João Donato e o tranquilo refúgio de quem vive para a música
Numa noite de chuvas tão intensas que inundaram partes da Avenida da Liberdade, em Lisboa, encontrámos um refúgio tropical no Teatro Tivoli, através da música de João Donato. Um dos nomes incontornáveis do termo guarda-chuva MPB (música popular brasileira) e da bossa nova, o cantor e compositor conta já com 88 anos bem vividos, algo que se nota na morosidade dos seus movimentos, mas também nas ricas histórias que foi contando ao longo do concerto que deu na capital portuguesa no passado dia 10. Como quem recorda uma interacção divertida com o vizinho do lado, João vai navegando por telefonemas e conversas com Tom Jobim, Dorival Caymmi e João Gilberto.
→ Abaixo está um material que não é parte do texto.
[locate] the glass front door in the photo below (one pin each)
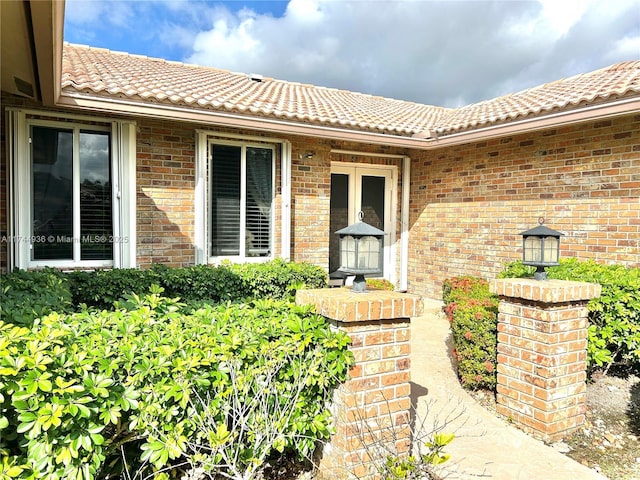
(355, 189)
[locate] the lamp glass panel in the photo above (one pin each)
(368, 253)
(348, 252)
(532, 249)
(550, 250)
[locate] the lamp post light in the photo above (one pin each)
(541, 248)
(361, 248)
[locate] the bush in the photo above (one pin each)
(27, 295)
(614, 317)
(102, 288)
(276, 279)
(473, 314)
(81, 392)
(201, 282)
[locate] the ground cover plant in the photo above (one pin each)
(137, 387)
(26, 295)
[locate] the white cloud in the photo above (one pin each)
(438, 52)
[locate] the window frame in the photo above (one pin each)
(244, 145)
(77, 129)
(20, 187)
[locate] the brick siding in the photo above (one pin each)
(470, 202)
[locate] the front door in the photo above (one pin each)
(362, 188)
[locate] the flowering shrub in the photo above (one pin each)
(614, 317)
(472, 312)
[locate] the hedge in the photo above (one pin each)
(614, 317)
(472, 312)
(147, 382)
(26, 295)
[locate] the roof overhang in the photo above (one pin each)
(123, 106)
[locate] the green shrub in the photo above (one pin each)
(201, 282)
(27, 295)
(278, 278)
(380, 284)
(473, 314)
(79, 392)
(614, 317)
(102, 288)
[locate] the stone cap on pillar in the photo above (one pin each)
(344, 305)
(545, 291)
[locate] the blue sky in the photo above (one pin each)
(446, 53)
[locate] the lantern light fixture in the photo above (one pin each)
(361, 252)
(541, 248)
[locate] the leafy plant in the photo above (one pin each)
(473, 314)
(77, 390)
(614, 317)
(27, 295)
(379, 284)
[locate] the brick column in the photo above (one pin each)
(375, 402)
(542, 353)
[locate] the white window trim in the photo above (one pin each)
(390, 173)
(204, 138)
(123, 167)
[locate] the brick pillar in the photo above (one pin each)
(542, 353)
(375, 402)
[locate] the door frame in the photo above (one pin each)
(390, 173)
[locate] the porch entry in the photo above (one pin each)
(361, 188)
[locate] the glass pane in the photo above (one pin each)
(52, 190)
(258, 202)
(550, 249)
(368, 254)
(532, 249)
(225, 200)
(339, 216)
(96, 223)
(373, 201)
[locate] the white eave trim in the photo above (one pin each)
(128, 107)
(582, 114)
(123, 106)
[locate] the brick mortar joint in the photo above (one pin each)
(541, 305)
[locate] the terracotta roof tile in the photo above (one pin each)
(102, 73)
(622, 79)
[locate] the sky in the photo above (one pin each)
(445, 53)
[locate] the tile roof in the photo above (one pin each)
(103, 73)
(616, 81)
O público, embevecido, absorvia cada palavra dos discursos soltos nos quais o artista se perdia entre canções, durante as quais a sua lucidez não tinha falhas.
Trauteando a melodia de cada canção para si mesmo, os seus dedos começavam a deslizar pelo xadrez do piano de cauda, tornado informal pela fluidez da música plácida e determinadamente relaxante do artista. De repente, éramos transportados para o Rio de Janeiro, algures nos anos 60. Ocasionalmente, exclamava aquela que é a sua catchphrase, “Água!”, aproximando-nos ainda mais do mar, pelo qual o artista teve de atravessar sete montanhas, como canta em “Nasci Para Bailar”, canção que evoca os quentes ritmos cubanos.
Ouvimos também “Bananeira”, sambinha partilhado com Gilberto Gil que é jovial mas ponderado; “Sambou… Sambou”, a colaboração repentina com Zeca Pagodinho, como nos contou na história sobre a gravação da mesma; mas também um dos hits mais recentes, “Serotonina”. Esta última canção é sobre a sensação que a música nos provoca, levando João a dizer que até deveria ser vendida na farmácia, para gáudio da audiência.
A certa altura, recebe em palco a, nas suas palavras, “encantadora” fadista portuguesa Carminho, que não é estranha a colaborações com artistas brasileiros ou até à reinterpretação de clássicos da música do Brasil, após Carminho Canta Tom Jobim, de 2016. Juntos, atiram-se a “A Paz” (por mais de uma vez, dado que também a tocaram para fechar o espectáculo) e ao clássico de Jobim, “Triste”. Sem emular o sotaque brasileiro, Carminho navegou pela delicadeza das canções com a sua voz elástica e melódica, controlada nos momentos certos, mas sem menosprezar a sua enorme força. Acima de tudo, demonstrou um enorme respeito pelo material original, mas sem se subjugar completamente ao mesmo.
João Donato é uma pessoa que vive — e sempre viveu — para a música. Conta-nos que, na primeira vez que se emocionou com música, era ainda criança. A sensação que aflorou nesse momento levou-o a querer compor canções que causassem uma certa dormência, no melhor sentido da palavra. Ao longo de 60 anos, o seu espólio musical representa exactamente isso. Uma colecção de temas que desaceleram o tempo, deixando espaço para apreciar a beleza que nos rodeia e sentir uma joie de vivre muito gratificante.
Bem humorado, conta-nos uma das suas recordações de Tom Jobim, sobre como ele dizia “roubar os pedaços bonitos das músicas dos outros” para criar algo novo. Isso inspirou João Donato. Nota-se na mistura que compõe o seu cocktail de samba, bossa nova, folclore brasileiro e psicadelismo. Mesmo pegando em elementos pré-existentes, imbui-os de uma tranquilidade inconfundivelmente sua.
Foi isso que sentimos no refúgio caloroso do seu concerto, para além do fervilhar do seu talento — infelizmente sub-apreciado. Já perto do final, “Emoriô” incita-nos a acompanhar o artista na cantoria, na ânsia de partilhar um momento com João Donato antes que nos deixe com a sua obra, obra essa que será eterna.